En outre, l’omniprésence croissante des technologies dans la vie quotidienne a nourri une méfiance généralisée dans l’opinion publique, brouillant la frontière pourtant essentielle entre la solidité des faits scientifiques et la volatilité des opinions personnelles.

L’exemple de l’énergie nucléaire est emblématique. Une industrie fut développée sur une vision stratégique et long terme d’une puissance publique, consciente de son rôle de protection et développement du bien-être de sa population, tel un État souverain. Des évènements catastrophiques et des pollutions soi-disant ingérables sont venus entacher la confiance de la population. Associations et partis politiques se réclamant de l’écologie se sont constitués en grande partie autour d’une opposition à l’énergie nucléaire semant le doute et la peur dans la population. Garde-fous, création de multiples agences de contrôle et de prévention du risque, réglementation à outrances, exigences au-delà de la rationalité ont eu raison d’une filière industrielle, qui permettait pourtant le rayonnement de la France sur la scène internationale et qui proposait en sus, des emplois hautement qualifiés et non délocalisables. D’ailleurs, encore actuellement, sur le site du ministère de la Transition écologique, de la Biodiversité, de la Forêt, de la Mer et de la Pêche est écrit en préambule de la description « des acteurs institutionnels français du nucléaire » [2] : « L’exploitation de l’énergie nucléaire ne peut se faire que dans un cadre juridique spécifique, en raison d’une part des risques ou inconvénients que peuvent présenter les installations nucléaires ».
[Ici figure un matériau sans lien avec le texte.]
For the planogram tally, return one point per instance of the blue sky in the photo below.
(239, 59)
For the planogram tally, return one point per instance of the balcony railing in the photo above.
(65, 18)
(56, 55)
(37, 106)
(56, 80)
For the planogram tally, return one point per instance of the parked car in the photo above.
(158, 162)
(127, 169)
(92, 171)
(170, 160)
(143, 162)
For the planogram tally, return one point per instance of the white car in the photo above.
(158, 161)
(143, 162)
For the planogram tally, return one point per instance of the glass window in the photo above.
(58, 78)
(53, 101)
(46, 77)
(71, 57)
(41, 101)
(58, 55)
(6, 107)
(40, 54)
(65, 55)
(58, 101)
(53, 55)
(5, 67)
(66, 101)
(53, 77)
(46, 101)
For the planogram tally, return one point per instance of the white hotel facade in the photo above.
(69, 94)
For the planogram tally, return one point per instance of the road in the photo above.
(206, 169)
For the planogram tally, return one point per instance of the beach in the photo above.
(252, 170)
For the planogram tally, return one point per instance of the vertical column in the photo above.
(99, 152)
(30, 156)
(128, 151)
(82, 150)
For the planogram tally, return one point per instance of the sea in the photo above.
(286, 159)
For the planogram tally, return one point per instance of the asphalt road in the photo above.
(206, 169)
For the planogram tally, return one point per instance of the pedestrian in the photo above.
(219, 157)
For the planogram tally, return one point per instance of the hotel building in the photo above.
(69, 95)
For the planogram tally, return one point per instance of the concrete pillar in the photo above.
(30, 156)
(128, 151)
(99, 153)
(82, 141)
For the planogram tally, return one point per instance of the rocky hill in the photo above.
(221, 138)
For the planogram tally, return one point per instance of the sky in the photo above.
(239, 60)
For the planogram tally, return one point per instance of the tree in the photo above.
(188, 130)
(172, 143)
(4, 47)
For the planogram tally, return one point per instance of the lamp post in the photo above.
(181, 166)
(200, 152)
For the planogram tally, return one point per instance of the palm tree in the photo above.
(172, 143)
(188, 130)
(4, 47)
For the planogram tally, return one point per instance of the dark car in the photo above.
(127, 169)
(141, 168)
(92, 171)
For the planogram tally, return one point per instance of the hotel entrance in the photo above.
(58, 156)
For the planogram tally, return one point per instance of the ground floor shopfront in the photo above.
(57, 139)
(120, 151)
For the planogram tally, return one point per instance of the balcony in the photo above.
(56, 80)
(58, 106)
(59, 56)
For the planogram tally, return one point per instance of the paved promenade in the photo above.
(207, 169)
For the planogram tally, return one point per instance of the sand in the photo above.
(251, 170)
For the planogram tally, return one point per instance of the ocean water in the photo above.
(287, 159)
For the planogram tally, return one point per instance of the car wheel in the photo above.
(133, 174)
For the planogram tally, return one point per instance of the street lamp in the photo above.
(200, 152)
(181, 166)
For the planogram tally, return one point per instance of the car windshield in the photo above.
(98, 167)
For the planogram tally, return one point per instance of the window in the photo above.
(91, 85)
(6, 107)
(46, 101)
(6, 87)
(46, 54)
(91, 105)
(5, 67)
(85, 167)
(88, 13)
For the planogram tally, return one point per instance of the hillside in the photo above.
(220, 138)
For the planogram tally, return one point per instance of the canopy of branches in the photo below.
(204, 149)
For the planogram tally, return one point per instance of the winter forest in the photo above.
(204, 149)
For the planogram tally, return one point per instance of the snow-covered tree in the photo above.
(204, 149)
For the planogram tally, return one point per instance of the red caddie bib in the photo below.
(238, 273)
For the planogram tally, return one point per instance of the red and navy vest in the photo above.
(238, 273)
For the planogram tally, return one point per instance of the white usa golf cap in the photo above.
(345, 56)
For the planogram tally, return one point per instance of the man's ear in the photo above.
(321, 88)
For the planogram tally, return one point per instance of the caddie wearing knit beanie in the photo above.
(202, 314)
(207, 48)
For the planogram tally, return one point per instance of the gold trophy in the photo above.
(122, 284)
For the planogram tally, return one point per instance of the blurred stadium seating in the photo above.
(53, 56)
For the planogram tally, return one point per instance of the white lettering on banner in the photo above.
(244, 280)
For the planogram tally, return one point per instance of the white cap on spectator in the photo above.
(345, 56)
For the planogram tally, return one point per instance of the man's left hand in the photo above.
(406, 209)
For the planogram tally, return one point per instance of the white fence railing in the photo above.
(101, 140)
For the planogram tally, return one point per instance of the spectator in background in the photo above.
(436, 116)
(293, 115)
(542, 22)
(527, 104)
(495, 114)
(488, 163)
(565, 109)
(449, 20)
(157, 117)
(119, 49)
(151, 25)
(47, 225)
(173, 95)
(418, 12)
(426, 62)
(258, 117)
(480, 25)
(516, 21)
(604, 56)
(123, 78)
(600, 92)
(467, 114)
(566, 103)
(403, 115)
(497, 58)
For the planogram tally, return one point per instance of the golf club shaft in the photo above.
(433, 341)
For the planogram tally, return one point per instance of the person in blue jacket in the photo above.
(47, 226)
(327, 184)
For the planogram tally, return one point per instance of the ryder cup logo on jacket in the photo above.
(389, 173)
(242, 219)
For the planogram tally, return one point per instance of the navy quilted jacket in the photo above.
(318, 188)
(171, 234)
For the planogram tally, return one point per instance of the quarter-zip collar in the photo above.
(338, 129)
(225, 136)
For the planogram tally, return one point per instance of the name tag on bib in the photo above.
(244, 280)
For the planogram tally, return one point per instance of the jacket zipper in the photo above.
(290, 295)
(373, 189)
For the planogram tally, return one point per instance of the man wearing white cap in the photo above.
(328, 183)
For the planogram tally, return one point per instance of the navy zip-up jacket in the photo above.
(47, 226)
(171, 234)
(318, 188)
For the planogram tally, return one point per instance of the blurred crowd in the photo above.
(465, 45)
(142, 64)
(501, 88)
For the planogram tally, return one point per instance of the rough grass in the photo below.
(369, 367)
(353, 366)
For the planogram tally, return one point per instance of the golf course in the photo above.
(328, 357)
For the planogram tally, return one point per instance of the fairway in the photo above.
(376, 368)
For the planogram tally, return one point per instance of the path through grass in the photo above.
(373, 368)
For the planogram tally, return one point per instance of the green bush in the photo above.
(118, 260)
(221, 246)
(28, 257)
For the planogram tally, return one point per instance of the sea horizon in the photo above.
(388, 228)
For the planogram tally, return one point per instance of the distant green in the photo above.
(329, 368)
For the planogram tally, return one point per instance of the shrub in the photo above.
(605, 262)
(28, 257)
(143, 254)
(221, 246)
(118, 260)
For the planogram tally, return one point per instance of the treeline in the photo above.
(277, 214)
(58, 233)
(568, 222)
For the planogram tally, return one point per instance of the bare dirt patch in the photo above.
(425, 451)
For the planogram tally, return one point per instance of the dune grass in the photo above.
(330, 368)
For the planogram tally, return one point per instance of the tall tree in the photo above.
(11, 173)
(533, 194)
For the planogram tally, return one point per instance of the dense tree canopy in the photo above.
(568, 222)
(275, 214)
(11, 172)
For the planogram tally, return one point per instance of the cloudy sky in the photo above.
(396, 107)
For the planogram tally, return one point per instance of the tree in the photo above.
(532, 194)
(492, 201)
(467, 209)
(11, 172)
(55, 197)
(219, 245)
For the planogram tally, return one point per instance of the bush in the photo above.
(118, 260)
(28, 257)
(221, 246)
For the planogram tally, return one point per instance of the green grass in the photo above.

Aujourd’hui, face à la crise de confiance qui fragilise les responsables politiques — pourtant chargés de planifier le renouveau de l’industrie nucléaire — et une filière dans son ensemble, qu’est-il possible de faire ? Qui possède aujourd’hui la légitimité, la vision et les compétences pour garantir la maîtrise de l’énergie nucléaire sur le long terme ? Devons-nous miser sur le service public, le secteur privé, ou une alliance des deux ? À quelle échelle pertinente agir : celle de notre pays ou celle de l’Europe ? Ces questions, essentielles pour notre souveraineté énergétique et notre avenir, doivent être posées clairement. Il s’agit de déterminer avec discernement la juste frontière entre les décisions relevant de la responsabilité publique et celles pouvant être confiées à l’initiative du secteur privé.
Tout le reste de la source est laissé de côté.